Saghy divulges, “I was lost, I had anxiety, depression, and anger issues. I was abused as a child. In school I changed majors multiple times. Then, a professor here at Henry Ford College for a Psychology class I took changed my life”. Saghy realized he liked psychology but also wanted to help people and stayed after class one day to talk to the professor about it. The professor guided Saghy to go into social work and he did so and is now a clinical therapist with a changed life and has changed many other lives.

Another success story comes from Vice President of Bryan’s HOPE Michigan Stacie Burns-Natale. She shows how even extreme addicts have hope. At her low of lows, she was looking at a severe jail sentence and was so high on drugs that as the jury walked out from deliberation she passed out right in front of the Judge and hit her head on the table. The Judge gave her some ultimatums to clean up her life and Bryan’s HOPE was one of them. She says it was the best thing that ever happened to her.

The trend here with Saghy and Burns-Natale is that somebody reached out and intervened. A teacher at Henry Ford, a Judge, and a heroin awareness organization. Burns-Natale says the information she came across, that they have now-a-days, they didn’t have back when she started using. Saghy said the way his professor talked to the students, and cared about them, it played a large role in turning his life around.
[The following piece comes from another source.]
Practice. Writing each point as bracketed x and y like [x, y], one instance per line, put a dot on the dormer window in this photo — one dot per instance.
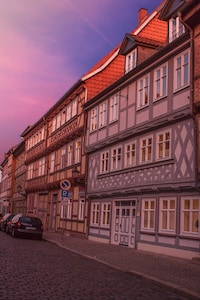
[176, 29]
[131, 59]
Although Mark lost his battle, his mother talked to him every day and was there for him as much as a mother could be. She has devoted her time as many other mothers have of lost loved ones, to help others and reach out to other addicts. In addition, Bryan’s HOPE does free Naloxene training classes for the families of those with addicts. The Naloxene reverses the effects of heroin long enough for the overdosed person to be taken to the hospital. You can find Bryan’s HOPE on Facebook.
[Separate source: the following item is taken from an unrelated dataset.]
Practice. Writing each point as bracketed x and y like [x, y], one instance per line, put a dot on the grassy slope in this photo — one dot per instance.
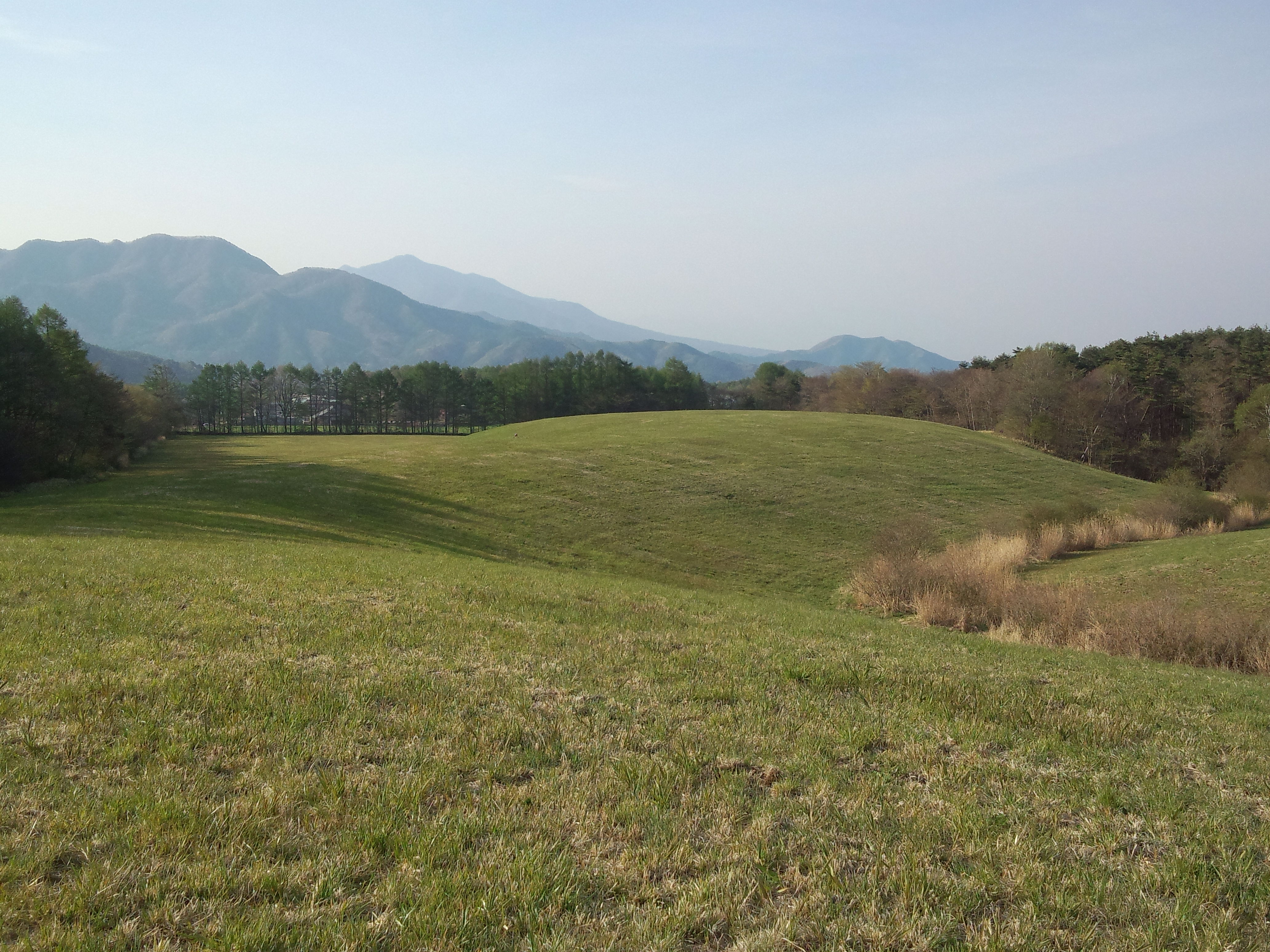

Understand that nobody is past hope. Years of drug use should not be a reason to give up on somebody. Saghy shares, “The new addicts are actually the harder ones to pull off the drug. They haven’t experienced a lot of the consequences of drug abuse yet. Whereas, those using for a while, they have screwed their lives up, they have been on the verge of death, they have nothing left, they just want to live.”

There are a multitude of help hotlines and organizations out there ready to help local addicts and support pages on social media. There are help programs available for all income levels, so lack of funds should never be an excuse for not getting help. Saghy also stresses that somebody trying to get clean must cut ties with their associates that abuse drugs with them. He avidly recommends a 12 step organization, finding a sponsor, working the steps without delay, and helping others.
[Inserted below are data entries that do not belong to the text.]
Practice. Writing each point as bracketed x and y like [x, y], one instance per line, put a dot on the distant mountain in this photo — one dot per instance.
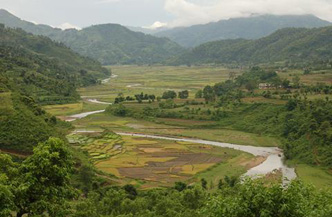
[45, 70]
[247, 28]
[290, 44]
[146, 30]
[108, 43]
[35, 70]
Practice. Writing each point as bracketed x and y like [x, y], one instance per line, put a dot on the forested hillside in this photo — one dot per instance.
[115, 44]
[47, 71]
[35, 70]
[247, 28]
[291, 44]
[108, 43]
Michigan legislation has been teetering on a bill that half of the other states have in the Nation, which allows for somebody to bring an addict in for help without being prosecuted for their role in the circumstance. Many addicts use together, but are found alone when they overdose. This legislation would trim down the casualties of drug related deaths as it has in the other states it has been enacted in already. Write to the Governor and voice your opinion on this matter if you want to make a difference in reversing casualty rates of our neighbors, friends, and halt a spiraling epidemic.